Oil and gas drilling in Alaska just got a whole lot easier, as the Trump administration is rolling back rules imposed under former President Joe Biden that restricted fossil fuel development in the nation’s largest tract of public land.
The Department of the Interior announced Thursday that it is rescinding a rule issued by the Bureau of Land Management in April 2024, which had blocked drilling on 13 million acres of the National Petroleum Reserve in Alaska.
The rule prohibited drilling on nearly half of the NPR-A, with the intention of conserving the environment, land, and habitats of wildlife in the region, such as caribou, migratory birds, and polar bears.
The final rule rescinding the Biden administration’s drilling curbs is set to be published in the Federal Register on Nov. 17.
The NPR-A, a roughly 23-million-acre area in Alaska’s North Slope Borough, was first set aside by President Warren Harding in 1923 as an emergency oil supply for the U.S. Navy. Jurisdiction of the land was ultimately transferred to the Interior Department in the 1970s, opening it up to oil and gas development.
President Donald Trump and his Cabinet have repeatedly blasted the Biden administration’s environmental rules curbing drilling as government overreach. The Trump administration has quickly taken steps to roll back these regulations and other management plans for the area to boost oil and gas development in the state.
“By rescinding the 2024 rule, we are following the direction set by President Trump to unlock Alaska’s energy potential, create jobs for North Slope communities and strengthen American energy security,” Secretary of the Interior Doug Burgum said in a statement.
“This action restores common-sense management and ensures responsible development benefits both Alaska and the nation,” Burgum added.
In Thursday’s announcement, the Interior Department said its Bureau of Land Management would manage the NPR-A under new regulations that align with those originally established by the agency in 1977. The agency said rescinding the Biden-era environmental protections would reduce regulatory burdens and help “deliver full economic benefits” to the region.
Late last month, BLM published a call for nominations and comments on what areas in the NPR-A should be made available in an oil and gas lease sale scheduled to take place this coming winter. A lease sale has not been held in the 23-million-acre reserve since 2019.
Under the One Big Beautiful Bill Act passed this summer, BLM is now required to hold no fewer than five lease sales in the NPR-A by 2035. Each sale is required to make at least 4 million acres available, effectively making the entire reserve open for oil and gas exploration and drilling combined.
The Trump administration’s efforts to unleash Alaskan energy have the backing of the Republican-led Congress.

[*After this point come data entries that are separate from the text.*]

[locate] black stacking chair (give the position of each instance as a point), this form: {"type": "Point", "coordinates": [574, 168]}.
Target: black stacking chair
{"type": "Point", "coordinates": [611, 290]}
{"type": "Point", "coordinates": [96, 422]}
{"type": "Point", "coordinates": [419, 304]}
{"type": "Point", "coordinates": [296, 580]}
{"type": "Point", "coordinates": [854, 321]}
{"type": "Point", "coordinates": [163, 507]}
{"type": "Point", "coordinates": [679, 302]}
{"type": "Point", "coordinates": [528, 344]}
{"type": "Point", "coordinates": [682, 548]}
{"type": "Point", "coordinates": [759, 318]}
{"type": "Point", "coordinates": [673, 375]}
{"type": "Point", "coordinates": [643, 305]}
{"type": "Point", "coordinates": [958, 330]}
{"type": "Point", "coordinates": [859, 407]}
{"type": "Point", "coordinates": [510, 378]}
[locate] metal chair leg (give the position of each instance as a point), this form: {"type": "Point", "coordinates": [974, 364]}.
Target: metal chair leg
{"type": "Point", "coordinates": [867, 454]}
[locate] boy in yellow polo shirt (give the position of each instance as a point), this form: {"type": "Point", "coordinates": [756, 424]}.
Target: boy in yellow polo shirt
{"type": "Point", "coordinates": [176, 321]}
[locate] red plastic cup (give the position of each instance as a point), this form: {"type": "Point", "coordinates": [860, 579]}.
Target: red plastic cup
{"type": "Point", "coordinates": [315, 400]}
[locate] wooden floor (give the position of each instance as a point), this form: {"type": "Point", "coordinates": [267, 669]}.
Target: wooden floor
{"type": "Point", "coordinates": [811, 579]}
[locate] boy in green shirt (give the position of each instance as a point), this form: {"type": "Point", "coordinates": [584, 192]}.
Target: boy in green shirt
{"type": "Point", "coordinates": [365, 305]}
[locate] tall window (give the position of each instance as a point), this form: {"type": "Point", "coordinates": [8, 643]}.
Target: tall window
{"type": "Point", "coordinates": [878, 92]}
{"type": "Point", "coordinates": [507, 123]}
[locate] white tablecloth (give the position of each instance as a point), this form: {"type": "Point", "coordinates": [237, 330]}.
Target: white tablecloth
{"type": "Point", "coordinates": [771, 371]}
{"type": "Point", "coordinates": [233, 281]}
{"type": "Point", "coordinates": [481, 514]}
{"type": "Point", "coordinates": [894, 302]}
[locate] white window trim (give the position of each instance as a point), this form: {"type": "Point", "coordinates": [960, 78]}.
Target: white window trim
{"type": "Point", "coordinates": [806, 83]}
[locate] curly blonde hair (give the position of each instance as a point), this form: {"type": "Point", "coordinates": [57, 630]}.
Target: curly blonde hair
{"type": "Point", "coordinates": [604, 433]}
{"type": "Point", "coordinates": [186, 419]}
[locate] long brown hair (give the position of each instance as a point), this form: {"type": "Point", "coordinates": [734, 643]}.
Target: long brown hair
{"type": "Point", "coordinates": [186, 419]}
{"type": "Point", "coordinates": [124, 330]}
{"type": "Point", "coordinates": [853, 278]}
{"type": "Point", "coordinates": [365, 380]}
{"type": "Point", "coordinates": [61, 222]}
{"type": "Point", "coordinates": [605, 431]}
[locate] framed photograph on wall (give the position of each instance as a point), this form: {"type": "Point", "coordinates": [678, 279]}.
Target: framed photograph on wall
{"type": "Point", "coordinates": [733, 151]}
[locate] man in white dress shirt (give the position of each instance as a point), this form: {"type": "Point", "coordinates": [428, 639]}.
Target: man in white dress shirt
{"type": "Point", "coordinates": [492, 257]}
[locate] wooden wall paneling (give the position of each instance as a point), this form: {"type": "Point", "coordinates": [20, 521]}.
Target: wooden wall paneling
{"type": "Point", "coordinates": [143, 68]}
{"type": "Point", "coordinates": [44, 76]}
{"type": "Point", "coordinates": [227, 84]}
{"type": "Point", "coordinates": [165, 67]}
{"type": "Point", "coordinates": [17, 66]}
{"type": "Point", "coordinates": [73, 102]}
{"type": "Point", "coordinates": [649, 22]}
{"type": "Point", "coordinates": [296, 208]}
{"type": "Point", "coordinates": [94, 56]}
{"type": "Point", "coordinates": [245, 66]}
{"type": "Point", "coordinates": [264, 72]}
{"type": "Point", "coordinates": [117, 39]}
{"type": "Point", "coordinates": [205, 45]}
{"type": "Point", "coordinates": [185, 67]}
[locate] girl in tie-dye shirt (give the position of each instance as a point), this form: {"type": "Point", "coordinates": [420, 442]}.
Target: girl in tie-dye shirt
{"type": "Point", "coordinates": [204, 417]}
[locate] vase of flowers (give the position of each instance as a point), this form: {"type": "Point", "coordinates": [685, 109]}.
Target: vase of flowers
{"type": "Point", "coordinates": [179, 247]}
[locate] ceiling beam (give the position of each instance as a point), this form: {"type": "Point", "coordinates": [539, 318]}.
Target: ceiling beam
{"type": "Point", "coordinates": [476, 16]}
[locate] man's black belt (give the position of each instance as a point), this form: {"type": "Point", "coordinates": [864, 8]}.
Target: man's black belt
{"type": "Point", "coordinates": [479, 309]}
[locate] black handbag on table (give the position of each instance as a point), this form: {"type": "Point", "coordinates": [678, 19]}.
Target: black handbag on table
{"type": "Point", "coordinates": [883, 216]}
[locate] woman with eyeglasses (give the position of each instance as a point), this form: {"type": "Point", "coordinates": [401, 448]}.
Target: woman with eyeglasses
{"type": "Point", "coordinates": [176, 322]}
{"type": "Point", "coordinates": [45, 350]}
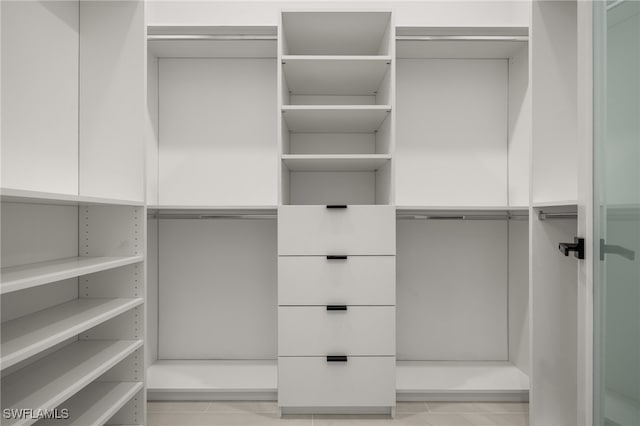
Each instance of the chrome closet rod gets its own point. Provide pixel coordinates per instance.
(205, 37)
(404, 216)
(614, 4)
(212, 216)
(557, 215)
(461, 38)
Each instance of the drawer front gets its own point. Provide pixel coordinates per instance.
(314, 382)
(357, 280)
(318, 230)
(317, 331)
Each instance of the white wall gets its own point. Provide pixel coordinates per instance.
(153, 129)
(217, 289)
(112, 99)
(40, 96)
(408, 13)
(554, 101)
(217, 132)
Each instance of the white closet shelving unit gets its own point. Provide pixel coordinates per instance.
(462, 193)
(336, 344)
(453, 128)
(73, 230)
(212, 231)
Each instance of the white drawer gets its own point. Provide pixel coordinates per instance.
(314, 382)
(318, 230)
(357, 280)
(317, 331)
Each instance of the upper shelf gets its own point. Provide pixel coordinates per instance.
(335, 75)
(19, 277)
(10, 195)
(335, 118)
(212, 42)
(336, 33)
(335, 162)
(460, 43)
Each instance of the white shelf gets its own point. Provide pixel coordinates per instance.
(96, 404)
(50, 381)
(335, 33)
(234, 377)
(16, 278)
(407, 209)
(337, 162)
(463, 378)
(335, 75)
(413, 377)
(11, 195)
(458, 49)
(558, 203)
(28, 335)
(210, 208)
(334, 118)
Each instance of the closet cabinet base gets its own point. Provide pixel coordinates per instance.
(212, 380)
(313, 383)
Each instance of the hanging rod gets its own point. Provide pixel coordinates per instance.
(206, 37)
(612, 4)
(257, 216)
(410, 216)
(557, 215)
(461, 38)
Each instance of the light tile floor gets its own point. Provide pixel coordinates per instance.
(266, 413)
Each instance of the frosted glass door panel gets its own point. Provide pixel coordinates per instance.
(617, 213)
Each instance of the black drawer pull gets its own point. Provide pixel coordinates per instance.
(336, 307)
(336, 358)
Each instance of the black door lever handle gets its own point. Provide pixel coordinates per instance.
(577, 247)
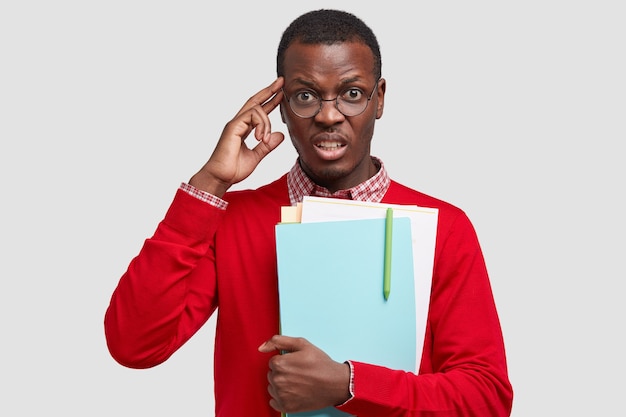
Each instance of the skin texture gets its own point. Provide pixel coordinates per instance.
(334, 150)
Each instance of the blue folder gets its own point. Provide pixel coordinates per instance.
(330, 282)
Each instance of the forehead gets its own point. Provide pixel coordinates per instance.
(312, 62)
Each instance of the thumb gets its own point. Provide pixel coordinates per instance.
(263, 148)
(282, 343)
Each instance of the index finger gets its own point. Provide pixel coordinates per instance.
(268, 98)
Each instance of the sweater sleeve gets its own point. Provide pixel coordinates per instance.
(463, 370)
(169, 289)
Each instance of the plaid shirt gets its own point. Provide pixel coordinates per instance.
(300, 185)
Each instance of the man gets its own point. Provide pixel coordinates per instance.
(216, 248)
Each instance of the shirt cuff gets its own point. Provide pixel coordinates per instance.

SENATE VOTES TO UNDO BIDEN-ERA PRODUCTON CURBS IN ALASKA’S NATIONAL PETROLEUM RESERVE
Also in October, the Senate voted to walk back environmental protections in the NPR-A put in place under Biden. These protections, included in BLM’s 2022 management plan for the reserve, blocked roughly 11 million acres onshore and offshore from oil and gas leasing.
A similar resolution has been introduced in the House by Rep. Nick Begich (R-AK), though there has been little movement in the lower chamber in part due to the since-ended government shutdown.